8. The Appellants now challenge that finding on two grounds. The first is that the First-tier Tribunal impermissibly went behind the concession made by Ms Lecointe. The second is that as a matter of law, the Nigerian proxy marriage was in fact valid. As I note above, the refusal letter contained no explanation as to why this had not been accepted, other than the fact that in 2013 a First-tier Tribunal had held it to be so. The Tribunal had on that occasion applied the same logic as the Upper Tribunal in Kareem (proxy marriages - EU law) Nigeria [2014], logic subsequently held by the Court of Appeal to be wrong in Awuku v Secretary of State for the Home Department [2017] EWCA Civ 178.
9. For the Secretary of State Mr Bramble was unable to definitively confirm that Ms Lecointe had agreed to 'narrow the issues' as described by Ms Turner, since he had not been supplied with any information directly from her. He was however able to say that he would not oppose that particular head of challenge, since he had before him Ms Lecointe's note of the hearing, which indicated that she had asked not a single question about the marriage in cross-examination. This, coupled with the fact that Ms Turner is a barrister who has sworn a witness statement, was sufficient evidence to establish that the matter had been agreed in the terms she narrates in that statement. Moreover it would appear that at no stage had the Respondent alleged the marriage to be a marriage of convenience. The Respondent therefore agreed that this challenge to the First-tier Tribunal's findings was made out.
Ground (ii): Durable Relationship
10. The evidence before the First-tier Tribunal was to the effect that the First Appellant and her children had been living with Mr [M] for some eight years. Ms Turner had invited the Tribunal to find that as well as qualifying as 'family members' it must also be the case that the Appellants, in the alternative, qualified as 'extended family members' by virtue of the fact that the two adults in the family had been in a durable relationship for all of that time.
11. The First-tier Tribunal rejected that proposition in trenchant terms, identifying what it found to be numerous and serious discrepancies in the evidence.
12. The Appellants submit that the Tribunal's conclusions about the nature of the relationship was flawed for misunderstanding/ misrepresentation of the evidence. It is submitted that the inconsistencies identified in the determination were not inconsistencies at all, but more significantly that the findings made were flawed for a failure to weigh all of the relevant evidence in the balance. It is submitted that that the Tribunal erred in failing to assess the quality of this relationship in light of the applicable policies and evidence. There was a wealth of evidence to support the contention that this was a family unit, and none of this evidence is addressed in the decision.

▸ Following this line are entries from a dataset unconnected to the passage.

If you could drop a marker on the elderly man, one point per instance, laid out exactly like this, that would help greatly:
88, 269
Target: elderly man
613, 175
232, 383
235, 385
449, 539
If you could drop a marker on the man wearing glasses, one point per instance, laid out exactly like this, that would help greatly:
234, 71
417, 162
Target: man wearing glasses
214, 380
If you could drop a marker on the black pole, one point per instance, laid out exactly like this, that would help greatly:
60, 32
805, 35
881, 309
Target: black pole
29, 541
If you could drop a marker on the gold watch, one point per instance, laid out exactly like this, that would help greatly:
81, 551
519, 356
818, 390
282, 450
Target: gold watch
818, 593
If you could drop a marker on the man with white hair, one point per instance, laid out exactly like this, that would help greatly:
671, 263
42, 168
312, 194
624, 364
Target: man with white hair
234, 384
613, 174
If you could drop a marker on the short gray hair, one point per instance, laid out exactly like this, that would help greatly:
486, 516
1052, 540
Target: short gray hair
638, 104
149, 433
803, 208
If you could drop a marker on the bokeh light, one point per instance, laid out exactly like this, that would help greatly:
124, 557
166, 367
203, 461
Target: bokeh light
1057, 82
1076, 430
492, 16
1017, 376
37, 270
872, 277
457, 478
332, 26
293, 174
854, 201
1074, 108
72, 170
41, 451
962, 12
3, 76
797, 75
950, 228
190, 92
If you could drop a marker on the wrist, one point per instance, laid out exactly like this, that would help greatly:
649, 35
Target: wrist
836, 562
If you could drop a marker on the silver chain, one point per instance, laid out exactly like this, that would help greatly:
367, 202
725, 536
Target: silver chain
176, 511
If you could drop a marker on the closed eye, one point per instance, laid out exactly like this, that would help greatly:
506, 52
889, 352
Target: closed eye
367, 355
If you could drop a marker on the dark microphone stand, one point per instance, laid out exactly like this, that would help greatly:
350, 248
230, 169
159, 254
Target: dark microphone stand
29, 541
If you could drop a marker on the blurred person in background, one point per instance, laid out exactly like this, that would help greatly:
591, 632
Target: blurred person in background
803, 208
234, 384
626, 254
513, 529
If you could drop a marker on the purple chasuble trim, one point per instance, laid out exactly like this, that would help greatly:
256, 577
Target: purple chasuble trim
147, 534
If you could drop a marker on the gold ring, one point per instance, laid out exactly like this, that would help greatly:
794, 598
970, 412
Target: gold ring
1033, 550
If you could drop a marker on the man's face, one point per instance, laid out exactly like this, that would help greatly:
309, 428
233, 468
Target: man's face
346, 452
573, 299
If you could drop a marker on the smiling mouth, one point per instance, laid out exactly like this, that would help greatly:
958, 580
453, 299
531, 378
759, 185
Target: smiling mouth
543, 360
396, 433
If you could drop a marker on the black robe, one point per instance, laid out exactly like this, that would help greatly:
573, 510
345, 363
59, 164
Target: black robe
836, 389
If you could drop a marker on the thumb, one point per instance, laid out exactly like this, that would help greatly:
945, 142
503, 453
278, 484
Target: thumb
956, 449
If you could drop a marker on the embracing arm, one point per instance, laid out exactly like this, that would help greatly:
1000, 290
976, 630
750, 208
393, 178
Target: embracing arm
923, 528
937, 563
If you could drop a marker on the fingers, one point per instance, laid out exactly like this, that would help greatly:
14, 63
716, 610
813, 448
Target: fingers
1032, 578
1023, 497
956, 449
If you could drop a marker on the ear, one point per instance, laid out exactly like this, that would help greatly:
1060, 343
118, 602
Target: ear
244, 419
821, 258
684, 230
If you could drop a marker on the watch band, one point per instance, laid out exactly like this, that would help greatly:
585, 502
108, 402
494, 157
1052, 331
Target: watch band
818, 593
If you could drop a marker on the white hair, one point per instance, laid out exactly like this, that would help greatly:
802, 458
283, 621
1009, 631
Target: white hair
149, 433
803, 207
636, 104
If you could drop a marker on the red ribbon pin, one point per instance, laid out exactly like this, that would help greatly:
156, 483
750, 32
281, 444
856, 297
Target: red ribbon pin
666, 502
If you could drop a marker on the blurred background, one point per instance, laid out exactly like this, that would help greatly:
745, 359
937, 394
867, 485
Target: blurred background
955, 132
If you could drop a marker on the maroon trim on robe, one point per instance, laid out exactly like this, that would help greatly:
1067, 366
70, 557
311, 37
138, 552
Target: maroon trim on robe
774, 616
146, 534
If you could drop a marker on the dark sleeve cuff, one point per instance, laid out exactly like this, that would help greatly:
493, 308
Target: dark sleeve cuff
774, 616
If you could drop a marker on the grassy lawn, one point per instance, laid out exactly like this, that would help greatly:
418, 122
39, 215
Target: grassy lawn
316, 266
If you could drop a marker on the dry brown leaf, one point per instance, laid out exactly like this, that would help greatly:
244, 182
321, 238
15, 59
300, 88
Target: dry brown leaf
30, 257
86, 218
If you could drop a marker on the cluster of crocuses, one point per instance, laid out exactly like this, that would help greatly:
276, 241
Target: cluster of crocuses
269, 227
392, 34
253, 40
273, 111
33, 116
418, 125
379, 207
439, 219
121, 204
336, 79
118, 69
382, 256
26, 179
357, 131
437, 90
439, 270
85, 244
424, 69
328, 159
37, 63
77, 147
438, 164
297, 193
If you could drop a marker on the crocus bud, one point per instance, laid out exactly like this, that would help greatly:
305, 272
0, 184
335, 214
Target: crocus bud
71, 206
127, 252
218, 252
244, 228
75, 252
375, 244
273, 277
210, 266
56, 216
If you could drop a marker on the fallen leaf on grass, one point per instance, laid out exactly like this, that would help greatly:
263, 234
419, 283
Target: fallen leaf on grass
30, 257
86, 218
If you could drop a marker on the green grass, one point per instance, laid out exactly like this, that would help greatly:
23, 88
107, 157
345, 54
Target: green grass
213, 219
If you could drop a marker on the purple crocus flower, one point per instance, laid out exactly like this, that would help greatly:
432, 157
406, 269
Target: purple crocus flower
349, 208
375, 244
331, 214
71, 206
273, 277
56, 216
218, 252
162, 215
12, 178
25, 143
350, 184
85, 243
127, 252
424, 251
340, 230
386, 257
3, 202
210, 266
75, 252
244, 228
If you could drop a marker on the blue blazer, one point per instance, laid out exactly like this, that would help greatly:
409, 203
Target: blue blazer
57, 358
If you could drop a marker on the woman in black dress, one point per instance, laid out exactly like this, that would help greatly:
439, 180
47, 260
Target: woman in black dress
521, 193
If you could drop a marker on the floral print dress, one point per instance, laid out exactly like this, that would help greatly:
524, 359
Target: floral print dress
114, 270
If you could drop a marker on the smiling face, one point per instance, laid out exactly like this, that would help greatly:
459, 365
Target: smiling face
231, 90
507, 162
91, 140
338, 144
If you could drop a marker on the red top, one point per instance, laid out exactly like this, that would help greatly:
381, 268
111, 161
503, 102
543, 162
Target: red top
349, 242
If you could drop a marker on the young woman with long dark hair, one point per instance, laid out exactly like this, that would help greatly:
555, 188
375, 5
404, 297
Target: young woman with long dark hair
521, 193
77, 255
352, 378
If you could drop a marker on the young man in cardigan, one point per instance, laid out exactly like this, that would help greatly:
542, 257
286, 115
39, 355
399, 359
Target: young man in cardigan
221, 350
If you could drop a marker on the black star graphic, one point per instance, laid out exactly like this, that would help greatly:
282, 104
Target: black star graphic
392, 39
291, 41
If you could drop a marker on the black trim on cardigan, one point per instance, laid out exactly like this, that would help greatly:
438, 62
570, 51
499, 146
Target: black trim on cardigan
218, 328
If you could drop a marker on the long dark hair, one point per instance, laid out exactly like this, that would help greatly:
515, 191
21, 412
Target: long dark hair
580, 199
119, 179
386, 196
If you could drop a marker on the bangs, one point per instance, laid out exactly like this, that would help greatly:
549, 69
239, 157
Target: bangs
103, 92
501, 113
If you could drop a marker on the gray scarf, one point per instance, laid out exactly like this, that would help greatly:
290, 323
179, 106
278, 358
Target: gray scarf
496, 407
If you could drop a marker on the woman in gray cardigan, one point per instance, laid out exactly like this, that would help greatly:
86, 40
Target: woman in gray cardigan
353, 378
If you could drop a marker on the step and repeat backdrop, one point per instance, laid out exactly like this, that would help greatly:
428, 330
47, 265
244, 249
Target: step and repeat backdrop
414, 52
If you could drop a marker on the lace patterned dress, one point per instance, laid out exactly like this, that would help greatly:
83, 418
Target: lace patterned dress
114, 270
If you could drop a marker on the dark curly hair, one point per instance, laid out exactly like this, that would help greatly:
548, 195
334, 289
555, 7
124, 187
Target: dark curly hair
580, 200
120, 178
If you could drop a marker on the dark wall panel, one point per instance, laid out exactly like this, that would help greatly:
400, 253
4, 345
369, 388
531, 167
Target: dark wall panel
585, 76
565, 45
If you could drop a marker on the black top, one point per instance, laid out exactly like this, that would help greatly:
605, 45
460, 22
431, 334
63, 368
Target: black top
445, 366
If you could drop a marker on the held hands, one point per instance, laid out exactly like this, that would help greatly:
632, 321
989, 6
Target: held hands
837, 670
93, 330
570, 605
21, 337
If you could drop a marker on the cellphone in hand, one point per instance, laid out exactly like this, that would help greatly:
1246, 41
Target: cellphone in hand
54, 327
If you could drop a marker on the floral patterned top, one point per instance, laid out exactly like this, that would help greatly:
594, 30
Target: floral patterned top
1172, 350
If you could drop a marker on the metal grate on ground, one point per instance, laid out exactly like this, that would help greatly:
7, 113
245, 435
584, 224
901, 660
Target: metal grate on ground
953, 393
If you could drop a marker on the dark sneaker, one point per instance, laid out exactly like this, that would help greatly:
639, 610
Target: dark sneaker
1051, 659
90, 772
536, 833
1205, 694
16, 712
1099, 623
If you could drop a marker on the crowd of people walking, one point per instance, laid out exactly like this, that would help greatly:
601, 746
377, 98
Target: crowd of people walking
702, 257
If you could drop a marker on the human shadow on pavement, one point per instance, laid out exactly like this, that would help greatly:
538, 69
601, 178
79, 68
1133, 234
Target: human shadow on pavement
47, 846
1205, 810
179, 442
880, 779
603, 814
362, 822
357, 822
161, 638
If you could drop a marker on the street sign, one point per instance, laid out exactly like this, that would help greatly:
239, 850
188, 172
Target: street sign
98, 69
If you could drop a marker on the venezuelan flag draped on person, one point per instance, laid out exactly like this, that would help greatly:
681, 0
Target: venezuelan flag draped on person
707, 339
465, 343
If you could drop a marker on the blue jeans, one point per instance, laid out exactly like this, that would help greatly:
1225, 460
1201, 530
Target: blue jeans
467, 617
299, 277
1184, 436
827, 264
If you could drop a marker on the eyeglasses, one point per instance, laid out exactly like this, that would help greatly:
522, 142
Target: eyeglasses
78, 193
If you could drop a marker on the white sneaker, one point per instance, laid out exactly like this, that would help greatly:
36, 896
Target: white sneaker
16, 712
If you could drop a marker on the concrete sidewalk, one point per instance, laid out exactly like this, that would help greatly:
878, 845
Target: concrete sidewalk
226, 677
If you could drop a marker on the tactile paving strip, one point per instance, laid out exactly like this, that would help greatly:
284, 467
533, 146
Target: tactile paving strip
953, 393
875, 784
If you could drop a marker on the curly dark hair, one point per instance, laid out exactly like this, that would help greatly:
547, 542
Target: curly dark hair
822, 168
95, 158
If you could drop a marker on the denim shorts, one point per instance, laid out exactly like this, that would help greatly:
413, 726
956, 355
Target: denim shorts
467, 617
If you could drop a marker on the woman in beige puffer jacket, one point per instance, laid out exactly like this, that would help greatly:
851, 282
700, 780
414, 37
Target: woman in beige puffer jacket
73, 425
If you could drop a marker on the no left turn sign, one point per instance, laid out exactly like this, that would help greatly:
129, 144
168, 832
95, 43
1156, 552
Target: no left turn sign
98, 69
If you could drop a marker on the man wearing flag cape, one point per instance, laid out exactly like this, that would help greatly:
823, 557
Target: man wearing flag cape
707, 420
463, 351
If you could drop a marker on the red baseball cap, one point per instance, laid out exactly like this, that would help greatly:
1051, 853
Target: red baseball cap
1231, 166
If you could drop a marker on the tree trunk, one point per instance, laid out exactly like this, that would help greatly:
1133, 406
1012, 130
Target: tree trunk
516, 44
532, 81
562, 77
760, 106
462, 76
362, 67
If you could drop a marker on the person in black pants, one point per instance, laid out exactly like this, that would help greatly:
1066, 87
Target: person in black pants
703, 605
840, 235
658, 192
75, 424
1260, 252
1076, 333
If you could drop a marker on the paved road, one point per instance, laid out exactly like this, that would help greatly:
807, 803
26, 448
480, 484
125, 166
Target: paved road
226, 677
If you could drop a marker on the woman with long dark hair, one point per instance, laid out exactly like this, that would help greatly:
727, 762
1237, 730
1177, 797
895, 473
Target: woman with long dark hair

13. Mr Bramble was, once again, in a position where he could not defend the determination. He accepted that the file contained a large bundle of evidence going to cohabitation and family life, with documents placing the individuals in question in the same address for the past eight years. He agreed that whatever might be said about the discrepancies, it was an error for the First-tier Tribunal to fail to consider all of that other evidence in its assessment.
14. Given the lack of findings on the large volume of material evidence, the parties invited me to remit this matter to the First-tier Tribunal. I agree to do so.
Decisions
15. The determination of the First-tier Tribunal contains errors of law and it is set aside.
16. The decisions in the appeals will be remade in the First-tier Tribunal by a Judge other than Judge McGrade.
17. There is no order for anonymity.